I hope you see that I'm NOT denigrating these "noble dead."  Rather, I'm criticizing the inauthenticity and the hypocrisy of the living--who lie to themselves and to each other in order to justify that which, in the end, is rarely justifiable. Soldiers die for all kinds of causes, most of them having nothing whatsoever to do with high ideals.  Once in a while, when the politicians themselves are high-minded, the wars they get us into are also, in some sense at least, "noble."  (I concur with Winston Churchill, for instance, that the American Civil War was "the noblest and least avoidable of all the great mass-conflicts of which till then there was record."  Probably a similar thumbs up could be given to World War II.)  But it's just disingenuous to assert that most soldiers died for "freedom" or for much of anything meaningful at all.
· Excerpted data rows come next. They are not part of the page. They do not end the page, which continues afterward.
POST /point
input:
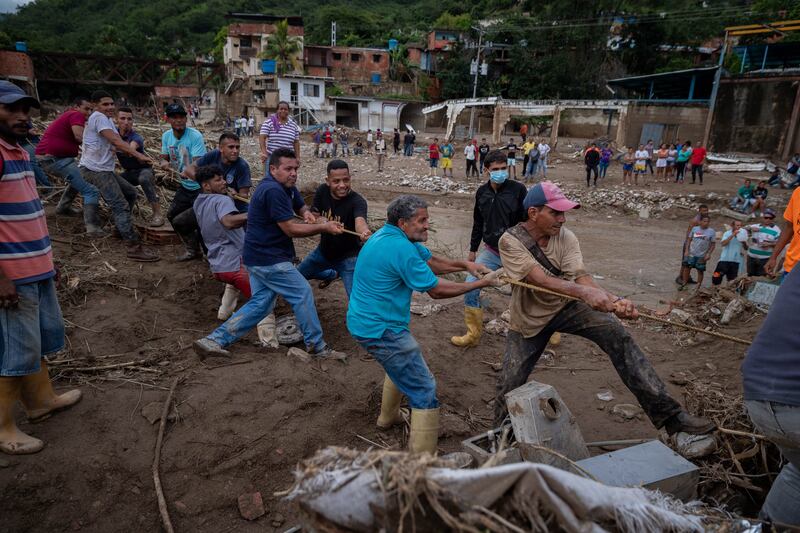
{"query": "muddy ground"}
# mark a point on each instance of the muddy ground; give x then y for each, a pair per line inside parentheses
(242, 425)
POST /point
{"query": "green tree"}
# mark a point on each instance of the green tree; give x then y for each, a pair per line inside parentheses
(283, 48)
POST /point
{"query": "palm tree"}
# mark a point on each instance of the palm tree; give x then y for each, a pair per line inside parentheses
(283, 48)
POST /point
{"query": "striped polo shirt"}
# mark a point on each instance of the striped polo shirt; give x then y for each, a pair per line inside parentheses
(284, 137)
(25, 252)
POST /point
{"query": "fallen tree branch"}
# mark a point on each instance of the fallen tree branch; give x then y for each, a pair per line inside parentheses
(162, 501)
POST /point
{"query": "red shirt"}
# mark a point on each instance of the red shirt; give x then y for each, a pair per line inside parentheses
(58, 139)
(698, 154)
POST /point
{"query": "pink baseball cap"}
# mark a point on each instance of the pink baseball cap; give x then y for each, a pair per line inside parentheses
(547, 193)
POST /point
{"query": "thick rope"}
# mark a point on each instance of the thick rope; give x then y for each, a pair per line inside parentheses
(641, 315)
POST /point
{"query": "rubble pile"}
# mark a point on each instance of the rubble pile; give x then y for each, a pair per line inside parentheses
(644, 202)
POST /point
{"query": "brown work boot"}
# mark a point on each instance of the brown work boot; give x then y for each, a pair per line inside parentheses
(12, 440)
(683, 421)
(40, 399)
(137, 252)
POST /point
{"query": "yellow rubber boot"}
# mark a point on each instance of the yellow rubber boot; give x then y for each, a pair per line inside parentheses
(424, 434)
(12, 440)
(40, 399)
(473, 317)
(555, 339)
(390, 405)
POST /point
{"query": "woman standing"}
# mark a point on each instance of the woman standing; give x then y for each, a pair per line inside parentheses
(672, 155)
(279, 131)
(661, 162)
(680, 163)
(380, 149)
(627, 167)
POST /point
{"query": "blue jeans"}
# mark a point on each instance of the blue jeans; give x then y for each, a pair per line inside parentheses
(120, 197)
(400, 356)
(490, 260)
(531, 169)
(603, 168)
(266, 283)
(67, 169)
(315, 266)
(41, 177)
(32, 329)
(541, 166)
(780, 423)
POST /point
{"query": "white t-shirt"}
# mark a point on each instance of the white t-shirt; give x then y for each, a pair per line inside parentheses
(544, 149)
(469, 152)
(98, 153)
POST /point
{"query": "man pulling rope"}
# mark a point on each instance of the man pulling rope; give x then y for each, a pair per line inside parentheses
(542, 252)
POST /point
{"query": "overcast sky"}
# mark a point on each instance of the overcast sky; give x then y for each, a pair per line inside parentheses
(11, 5)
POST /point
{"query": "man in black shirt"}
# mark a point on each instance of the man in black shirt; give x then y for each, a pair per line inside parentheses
(498, 206)
(483, 150)
(512, 157)
(336, 254)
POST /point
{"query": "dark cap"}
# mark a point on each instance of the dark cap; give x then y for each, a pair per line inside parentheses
(175, 109)
(11, 94)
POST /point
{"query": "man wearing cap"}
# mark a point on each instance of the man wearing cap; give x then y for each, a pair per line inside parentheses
(101, 141)
(31, 325)
(498, 206)
(181, 147)
(542, 252)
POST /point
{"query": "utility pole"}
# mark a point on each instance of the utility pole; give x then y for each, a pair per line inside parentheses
(475, 81)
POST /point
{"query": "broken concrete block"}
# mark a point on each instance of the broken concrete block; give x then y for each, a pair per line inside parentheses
(763, 293)
(541, 419)
(694, 446)
(251, 506)
(628, 411)
(732, 310)
(483, 446)
(651, 465)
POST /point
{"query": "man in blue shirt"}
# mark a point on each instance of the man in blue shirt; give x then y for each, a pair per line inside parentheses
(268, 254)
(182, 146)
(235, 170)
(135, 172)
(393, 264)
(771, 382)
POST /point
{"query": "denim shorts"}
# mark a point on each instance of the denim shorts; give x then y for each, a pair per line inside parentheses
(695, 262)
(32, 329)
(400, 356)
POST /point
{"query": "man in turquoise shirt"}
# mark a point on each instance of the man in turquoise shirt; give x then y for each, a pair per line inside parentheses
(392, 265)
(182, 146)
They died because of human greed, fear, incompetence, prejudice--and above all, because of human tribalism:  our way rather than your way.  The "freedom" that they fought for was, by and large, nothing more than the freedom to cook our brats OUR way.  Who cares if the Germans invented the damned things.


And now, what about "freedom fries"?  Down with the French!


Memorial Day, thus, often makes me sad.  I'm not really mourning the individual soldiers--that's hard to do unless one actually knew them.  Rather, I'm mourning the horrible LOSS, the horrible STUPIDITY, the horrible WASTE.  And my skin crawls as I listen to the sanctimonious, self-justifying speeches about how the noble dead did not die in vain.  Yada, yada, yada.  Pass the bratwurst.


Do we, the living, REALLY (to quote Lincoln) "highly resolve" to do anything at all?  If so, we should highly resolve to overcome tribalism and stop glorifying war.  Yes, by all means, let's try to remember why those poor bastards died:  they died because WE, the living, were too stupid to figure out how to keep them alive. They died and it's OUR fault. Shame on us.


LIFE is good, not death.  So can we please stop celebrating death on Memorial Day?